Pay varies by employer, region, and union contract, so treat these as planning ranges rather than guarantees. Always confirm current numbers directly on the employer’s careers page or the Bureau of Labor Statistics website before making a decision.
What Counts as an “Entry Level” Travel Job?

A genuinely entry level travel job requires no prior industry experience, caps formal education at a high school diploma or GED, and pays for its own training rather than expecting candidates to arrive certified. That distinction matters because some “junior” titles at travel companies, like junior marketing analyst or revenue management associate, still expect a bachelor’s degree and internships.
True entry points fall into two categories. The first is front line operational work such as flight attendant, ramp agent, hotel desk clerk, and cruise crew, where the airline, hotel, or cruise line trains new hires from scratch.
The second category includes structured trainee pipelines, such as Hilton’s and Marriott’s management trainee programs and Enterprise’s manager-in-training track, which accept recent graduates with little direct travel experience but a four-year degree in any field.
Flight Attendant: Fly First, Train Later

Flight attendant is one of the most recognizable entry level travel jobs, and it requires no college degree, no aviation background, and no prior flying experience beyond completing the airline’s own paid, multi week training program followed by FAA certification.

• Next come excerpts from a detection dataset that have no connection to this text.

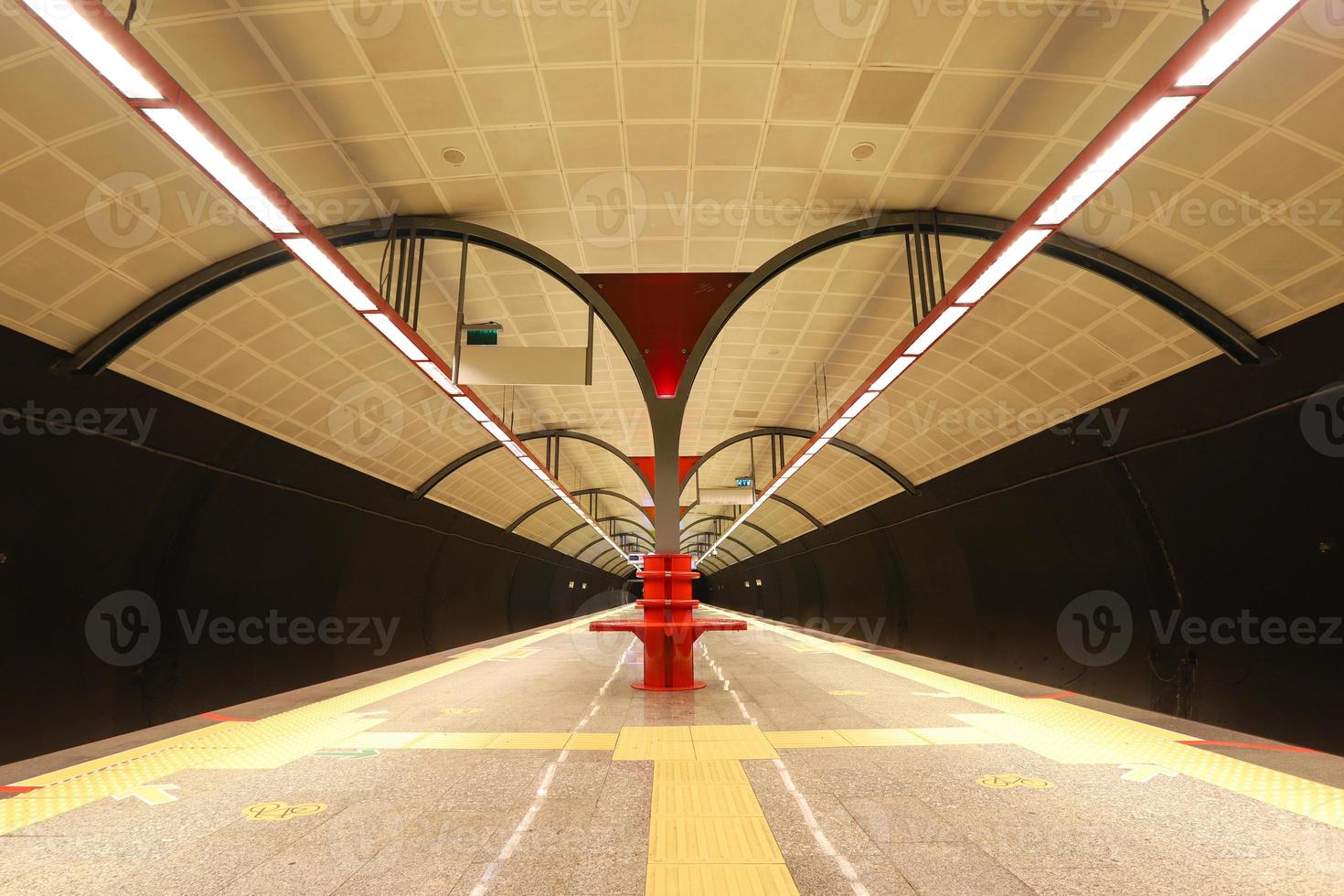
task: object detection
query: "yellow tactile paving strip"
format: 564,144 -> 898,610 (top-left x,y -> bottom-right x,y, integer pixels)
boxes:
0,613 -> 607,834
642,763 -> 798,896
706,607 -> 1344,827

Major U.S. carriers, including Delta, American, United, Southwest, Alaska, JetBlue, and Spirit, run their own academies and hire new classes regularly.
Requirements typically include a minimum age (usually 18 to 21, depending on the carrier), a height and reach range tied to safety equipment access, a clean background check, and passing a swim or water safety evaluation.

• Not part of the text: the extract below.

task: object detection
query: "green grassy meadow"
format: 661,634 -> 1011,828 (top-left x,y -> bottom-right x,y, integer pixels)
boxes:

According to the Bureau of Labor Statistics, the median annual wage for flight attendants was $67,130 in May 2024, with employment projected to grow 9 percent from 2024 to 2034, much faster than average for all occupations.
New hires shouldn’t expect that median figure on day one, however.Airlines usually pay first-year flight attendants an hourly “credit” rate plus per diem, and they typically earn between $28,000 and $40,000 during their first year, depending on the airline and the number of hours they fly.

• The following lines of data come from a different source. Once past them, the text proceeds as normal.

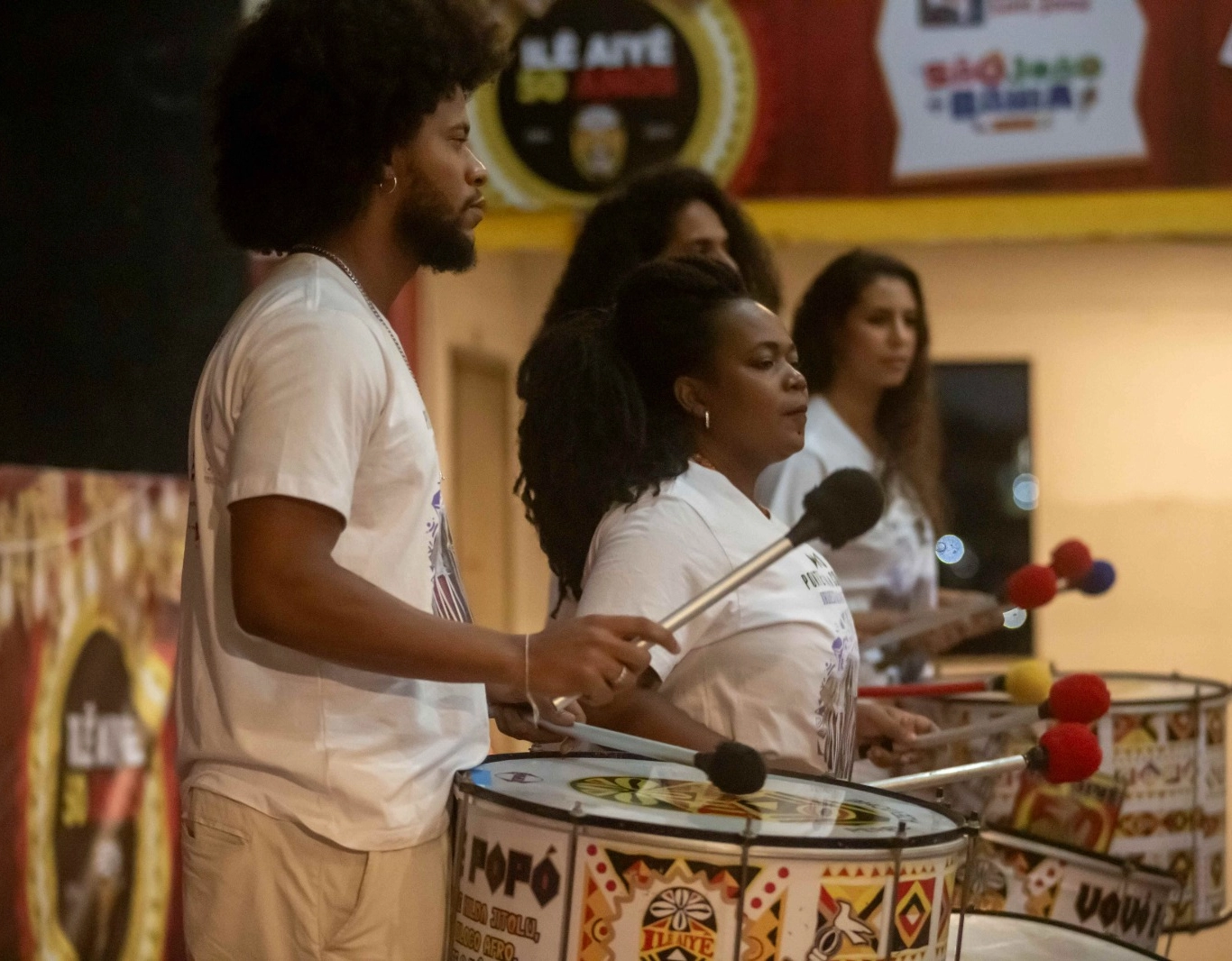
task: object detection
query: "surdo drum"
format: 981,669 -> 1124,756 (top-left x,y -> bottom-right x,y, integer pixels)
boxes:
450,754 -> 970,961
949,911 -> 1164,961
906,673 -> 1229,928
967,830 -> 1181,950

New hires also typically start on reserve status, meaning unpredictable schedules and last minute call outs, which is the honest trade off behind the free flight benefits image of the job.
Travel Agent and Travel Advisor Roles

Travel agent and travel advisor roles let beginners build itineraries and book trips for clients, and most agencies hire candidates with no formal travel background as long as they can sell with confidence and learn supplier systems quickly.
The Bureau of Labor Statistics reports a median annual wage of $48,450 for travel agents in May 2024, with about 7,100 openings projected each year despite a slower than average 2 percent growth outlook.
Many new agents don’t become traditional employees at all. Instead, they join a host agency, an arrangement where an established agency provides booking tools, supplier relationships, and accreditation in exchange for a percentage of commission. This path offers flexibility but means income depends almost entirely on sales volume in the early months, which is worth knowing before quitting a steady paycheck.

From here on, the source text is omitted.